Introduction

Castanopsis Tungurrut is a plant harvested in Indonesia and Malaysia. The plant is often used for industrial needs, such as making furniture. As of now, there are no known medicinal properties of this plant yet. As a result, this study is to find potential antidiabetic activity of C. tungurrut (Blume) A. DC. leaf extract to inhibit alpha-glucosidase enzyme.

Diabetes has been a prevalent global health issue for centuries now, with about 422 million people globally suffering from it, and is typically characterized by the elevated blood glucose or sugar levels, in other words, hyperglycaemia. For people that are healthy, their pancreas, an organ located behind the liver and stomach, secretes digestive enzymes and the hormones insulin and glucagon into the bloodstream to control the amount of glucose in the body.

Regulation of blood glucose levels can be achieved indirectly through adjustments of the absorption of glucose in the blood. The function of α-glucosidase in the body is to catalyse the hydrolysis of starch to simple sugars. They essentially produce glucose for intestinal absorption, which would in turn increase the blood glucose levels. α-glucosidase inhibitors (AGIs) are widely seen in the treatments for type 2 diabetes. α-glucosidase is an enzyme that catalyses hydrolysis of starch into simpler sugars. They aid in the digestion of dietary carbohydrates and starches to synthesize glucose used for intestinal absorption, which would cause an increase in the blood glucose levels. Concluding to this, if the enzyme is being inhibited, the blood glucose levels would in theory decrease. Acarbose is an example of α-glucosidase that is used as an antidiabetic drug, which is used as a positive control in this investigation. The reason why acarbose is being used as a standard is due to the fact that it is presently a known drug for diabetes on the market. It is a complex oligosaccharide that acts as a competitive and reversible inhibitor of α-glucosidase. Its mechanism is to delay the digestion of carbohydrates, slowing down any absorption of glucose which results in a decrease of the blood glucose concentration. Thus, it has been approved for treating adults with type 2 diabetes mellitus.

Analysis

This assay was done according to Dewi et. al. with some modifications. The first step was to add 10μL of the Castanopsis Tunggurut sample into the microplate wells. 0.1M of phosphate buffer (pH 7.0) with a volume of 36μL is then added to the samples, and for each hole that the sample is not present, it would be replaced with buffer instead. Later, 17 μL of 5 mM P-nitrophenyl-α-D-glucopyranoside (PNPG) solution was mixed with 36 μL of 0.1M phosphate buffer (pH 7.0) The solution was mixed homogeneously and was incubated for 5 minutes at 37oC. After that, 17 μL α-glucosidase (0.062 unit) was added and the solution was incubated for 15 minutes at 37 oC. To stop the reaction, 1mL of 0.2 M Na2CO3 was added. The absorbance was measured using a UV spectrophotometer (Thermo Fischer Scientific Varioskan Flash) at λ = 400 nm. PNPG and phosphate buffer were used as control and quercetin as positive control. The blank was DMSO.

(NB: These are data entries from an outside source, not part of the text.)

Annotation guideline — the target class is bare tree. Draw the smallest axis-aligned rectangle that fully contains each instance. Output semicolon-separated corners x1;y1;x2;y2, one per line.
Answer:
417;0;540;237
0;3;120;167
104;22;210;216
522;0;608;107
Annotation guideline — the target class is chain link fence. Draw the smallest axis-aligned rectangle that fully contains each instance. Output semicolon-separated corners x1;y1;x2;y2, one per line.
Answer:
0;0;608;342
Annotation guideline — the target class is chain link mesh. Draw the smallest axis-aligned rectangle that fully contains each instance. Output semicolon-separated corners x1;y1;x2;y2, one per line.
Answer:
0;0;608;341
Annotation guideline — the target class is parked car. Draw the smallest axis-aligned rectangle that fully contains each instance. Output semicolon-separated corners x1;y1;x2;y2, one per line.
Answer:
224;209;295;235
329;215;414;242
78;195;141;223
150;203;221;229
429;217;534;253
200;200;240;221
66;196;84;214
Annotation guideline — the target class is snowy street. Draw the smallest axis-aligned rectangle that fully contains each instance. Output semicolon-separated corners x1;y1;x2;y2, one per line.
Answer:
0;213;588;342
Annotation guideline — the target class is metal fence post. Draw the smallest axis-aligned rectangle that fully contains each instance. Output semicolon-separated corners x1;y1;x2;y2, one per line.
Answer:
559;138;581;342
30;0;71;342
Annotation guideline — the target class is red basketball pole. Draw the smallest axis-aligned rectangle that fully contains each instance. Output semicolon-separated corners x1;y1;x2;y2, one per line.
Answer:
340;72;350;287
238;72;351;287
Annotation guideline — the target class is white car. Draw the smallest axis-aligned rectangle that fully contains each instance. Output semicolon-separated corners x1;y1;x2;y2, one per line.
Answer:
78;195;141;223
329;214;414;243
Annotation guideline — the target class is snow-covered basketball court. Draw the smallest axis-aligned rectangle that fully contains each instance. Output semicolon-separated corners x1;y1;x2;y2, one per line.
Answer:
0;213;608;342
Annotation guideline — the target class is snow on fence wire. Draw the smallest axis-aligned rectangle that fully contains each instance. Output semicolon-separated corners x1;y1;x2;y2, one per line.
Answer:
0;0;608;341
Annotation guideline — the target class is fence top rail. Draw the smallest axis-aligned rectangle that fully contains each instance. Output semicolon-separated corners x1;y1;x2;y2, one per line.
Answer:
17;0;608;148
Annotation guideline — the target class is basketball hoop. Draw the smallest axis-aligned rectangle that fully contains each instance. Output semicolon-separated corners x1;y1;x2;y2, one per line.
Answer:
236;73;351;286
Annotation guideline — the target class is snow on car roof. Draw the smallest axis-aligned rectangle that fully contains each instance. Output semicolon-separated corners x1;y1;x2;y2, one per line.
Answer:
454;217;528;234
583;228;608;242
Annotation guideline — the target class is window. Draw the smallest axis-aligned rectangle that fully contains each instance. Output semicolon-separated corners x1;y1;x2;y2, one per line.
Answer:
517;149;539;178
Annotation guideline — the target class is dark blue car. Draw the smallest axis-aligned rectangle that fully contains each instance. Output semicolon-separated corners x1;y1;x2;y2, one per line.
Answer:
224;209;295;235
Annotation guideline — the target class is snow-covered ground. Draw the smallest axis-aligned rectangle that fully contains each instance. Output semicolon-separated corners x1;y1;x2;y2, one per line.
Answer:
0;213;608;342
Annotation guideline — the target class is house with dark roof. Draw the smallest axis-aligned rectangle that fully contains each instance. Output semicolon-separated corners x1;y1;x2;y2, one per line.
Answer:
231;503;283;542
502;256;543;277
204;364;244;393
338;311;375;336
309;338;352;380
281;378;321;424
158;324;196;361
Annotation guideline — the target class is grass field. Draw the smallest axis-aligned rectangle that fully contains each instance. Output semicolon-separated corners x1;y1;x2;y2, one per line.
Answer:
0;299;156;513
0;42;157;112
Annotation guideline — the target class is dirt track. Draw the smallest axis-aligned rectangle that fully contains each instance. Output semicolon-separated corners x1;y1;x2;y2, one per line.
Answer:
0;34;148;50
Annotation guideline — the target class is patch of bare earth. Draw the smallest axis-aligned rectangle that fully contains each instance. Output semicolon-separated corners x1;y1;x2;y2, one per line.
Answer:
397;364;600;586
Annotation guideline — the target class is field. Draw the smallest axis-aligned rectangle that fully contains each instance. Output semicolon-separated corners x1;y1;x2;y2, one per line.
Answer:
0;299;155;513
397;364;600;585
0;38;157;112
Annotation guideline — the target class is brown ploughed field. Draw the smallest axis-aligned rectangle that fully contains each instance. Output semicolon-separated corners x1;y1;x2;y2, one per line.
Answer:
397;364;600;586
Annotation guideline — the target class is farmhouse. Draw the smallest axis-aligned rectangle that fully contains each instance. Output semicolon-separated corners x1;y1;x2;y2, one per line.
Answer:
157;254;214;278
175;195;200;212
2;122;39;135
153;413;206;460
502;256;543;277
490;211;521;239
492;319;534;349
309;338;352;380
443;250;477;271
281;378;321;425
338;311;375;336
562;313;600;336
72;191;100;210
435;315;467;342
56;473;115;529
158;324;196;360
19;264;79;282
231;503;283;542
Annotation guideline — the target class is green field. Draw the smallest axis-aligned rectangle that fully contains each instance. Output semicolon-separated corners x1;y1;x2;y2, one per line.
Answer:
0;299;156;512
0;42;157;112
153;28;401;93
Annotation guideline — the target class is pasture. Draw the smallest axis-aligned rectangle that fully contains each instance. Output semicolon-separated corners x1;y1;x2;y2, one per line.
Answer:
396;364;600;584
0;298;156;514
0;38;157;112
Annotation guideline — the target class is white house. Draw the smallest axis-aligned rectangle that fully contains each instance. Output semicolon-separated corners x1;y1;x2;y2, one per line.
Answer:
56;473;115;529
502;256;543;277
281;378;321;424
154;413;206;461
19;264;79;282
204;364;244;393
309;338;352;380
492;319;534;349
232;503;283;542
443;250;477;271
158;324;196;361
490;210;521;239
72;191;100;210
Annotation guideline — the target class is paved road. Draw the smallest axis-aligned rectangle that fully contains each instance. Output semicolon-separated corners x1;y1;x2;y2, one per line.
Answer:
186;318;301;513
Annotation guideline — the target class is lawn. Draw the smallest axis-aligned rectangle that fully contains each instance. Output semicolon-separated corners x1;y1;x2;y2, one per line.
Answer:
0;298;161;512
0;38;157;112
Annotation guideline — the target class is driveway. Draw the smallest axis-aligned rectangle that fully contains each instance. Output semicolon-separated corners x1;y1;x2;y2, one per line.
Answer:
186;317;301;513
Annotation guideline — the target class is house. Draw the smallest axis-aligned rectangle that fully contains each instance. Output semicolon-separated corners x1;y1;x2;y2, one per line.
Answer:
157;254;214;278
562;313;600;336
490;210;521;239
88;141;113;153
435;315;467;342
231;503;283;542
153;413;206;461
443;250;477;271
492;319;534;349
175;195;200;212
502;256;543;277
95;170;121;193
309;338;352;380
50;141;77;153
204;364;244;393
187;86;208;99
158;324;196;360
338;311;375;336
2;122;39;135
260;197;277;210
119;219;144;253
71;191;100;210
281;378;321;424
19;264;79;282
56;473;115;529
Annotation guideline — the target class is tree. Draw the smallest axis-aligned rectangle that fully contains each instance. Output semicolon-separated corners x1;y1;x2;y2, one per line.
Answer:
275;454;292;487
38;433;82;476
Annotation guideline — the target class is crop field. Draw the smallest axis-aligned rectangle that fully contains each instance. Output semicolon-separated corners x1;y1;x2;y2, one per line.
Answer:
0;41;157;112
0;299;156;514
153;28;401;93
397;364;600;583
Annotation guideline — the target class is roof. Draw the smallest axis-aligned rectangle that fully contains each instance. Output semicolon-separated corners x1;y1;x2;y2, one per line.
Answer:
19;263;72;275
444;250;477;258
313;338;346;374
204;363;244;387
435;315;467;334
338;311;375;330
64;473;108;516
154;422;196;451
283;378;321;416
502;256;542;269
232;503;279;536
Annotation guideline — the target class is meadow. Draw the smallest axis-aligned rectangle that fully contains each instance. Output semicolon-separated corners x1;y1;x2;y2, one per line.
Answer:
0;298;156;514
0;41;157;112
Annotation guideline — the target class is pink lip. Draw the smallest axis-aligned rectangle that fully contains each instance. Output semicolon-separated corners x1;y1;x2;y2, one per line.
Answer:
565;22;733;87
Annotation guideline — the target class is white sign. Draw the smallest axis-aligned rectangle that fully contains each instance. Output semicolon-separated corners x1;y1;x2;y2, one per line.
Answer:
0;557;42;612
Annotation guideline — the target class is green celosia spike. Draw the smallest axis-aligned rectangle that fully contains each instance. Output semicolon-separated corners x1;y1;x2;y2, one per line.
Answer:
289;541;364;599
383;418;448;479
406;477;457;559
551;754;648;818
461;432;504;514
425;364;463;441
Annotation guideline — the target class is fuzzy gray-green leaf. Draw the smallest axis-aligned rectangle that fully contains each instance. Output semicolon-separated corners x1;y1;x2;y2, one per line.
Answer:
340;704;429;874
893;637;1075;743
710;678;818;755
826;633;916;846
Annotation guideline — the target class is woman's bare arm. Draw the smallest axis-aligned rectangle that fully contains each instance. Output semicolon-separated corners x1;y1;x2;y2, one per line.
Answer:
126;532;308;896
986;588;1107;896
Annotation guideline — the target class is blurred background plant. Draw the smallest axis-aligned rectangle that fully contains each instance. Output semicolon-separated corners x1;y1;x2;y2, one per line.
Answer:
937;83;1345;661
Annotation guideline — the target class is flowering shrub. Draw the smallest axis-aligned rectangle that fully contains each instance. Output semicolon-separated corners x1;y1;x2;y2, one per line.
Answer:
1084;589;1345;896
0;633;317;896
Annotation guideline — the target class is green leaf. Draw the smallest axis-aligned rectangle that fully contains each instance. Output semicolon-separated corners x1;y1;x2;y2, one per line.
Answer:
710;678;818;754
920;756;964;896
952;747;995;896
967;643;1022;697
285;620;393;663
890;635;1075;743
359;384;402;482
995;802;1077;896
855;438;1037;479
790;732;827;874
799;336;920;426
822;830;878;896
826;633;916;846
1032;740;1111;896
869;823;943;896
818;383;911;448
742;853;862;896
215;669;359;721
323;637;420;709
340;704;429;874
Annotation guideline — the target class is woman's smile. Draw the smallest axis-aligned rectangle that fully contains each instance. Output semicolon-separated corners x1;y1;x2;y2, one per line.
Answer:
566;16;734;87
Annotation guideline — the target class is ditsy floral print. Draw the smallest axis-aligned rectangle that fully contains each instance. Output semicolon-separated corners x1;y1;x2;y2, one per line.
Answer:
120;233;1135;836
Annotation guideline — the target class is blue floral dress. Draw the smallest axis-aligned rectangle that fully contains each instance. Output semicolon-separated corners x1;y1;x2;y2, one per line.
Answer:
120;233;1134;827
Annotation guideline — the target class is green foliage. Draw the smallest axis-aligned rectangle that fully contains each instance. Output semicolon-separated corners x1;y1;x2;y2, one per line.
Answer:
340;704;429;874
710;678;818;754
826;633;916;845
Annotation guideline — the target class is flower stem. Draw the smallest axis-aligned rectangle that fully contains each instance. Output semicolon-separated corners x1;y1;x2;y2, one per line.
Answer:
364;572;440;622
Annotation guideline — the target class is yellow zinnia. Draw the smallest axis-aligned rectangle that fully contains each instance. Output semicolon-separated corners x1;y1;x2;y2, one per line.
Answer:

From the result, it can be concluded that the IC50 of acarbose is far lower than the IC50 of the Castanopsis Tunggurut sample in both ethanol and ethyl acetate. A lower IC50 would mean that it is a better inhibitor, and it is observed that acarbose has the lowest value, given that it is already a well-known α-glucosidase inhibitor. However, when comparing the two IC50 values of the sample in ethanol and ethyl acetate, the value of ethanol is lower than that of ethyl acetate. This means that when the sample is being put in ethanol, it would have a better performance in inhibition of α-glucosidase.

Conclusion

In conclusion, the plant Castanopsis Tunggurut has the potential for antidiabetic properties, given that it is able to inhibit the absorption of α-glucosidase at a high IC50 value. This is the case for being diluted in both the ethanol extract and the ethyl acetate extract. However, based on the results calculated and obtained, it can be concluded that being diluted in ethanol allowed for a lower IC50 value, indicating that it is more potent. However, both these dilutions deviate far from the IC50 value of acarbose, given that it is an already known drug in the market being used to treat this disease, and an overall better α-glucosidase inhibitor. For further investigations in the future, the plant can be isolated through fractionation to purification. This would allow a better, lower IC50 value.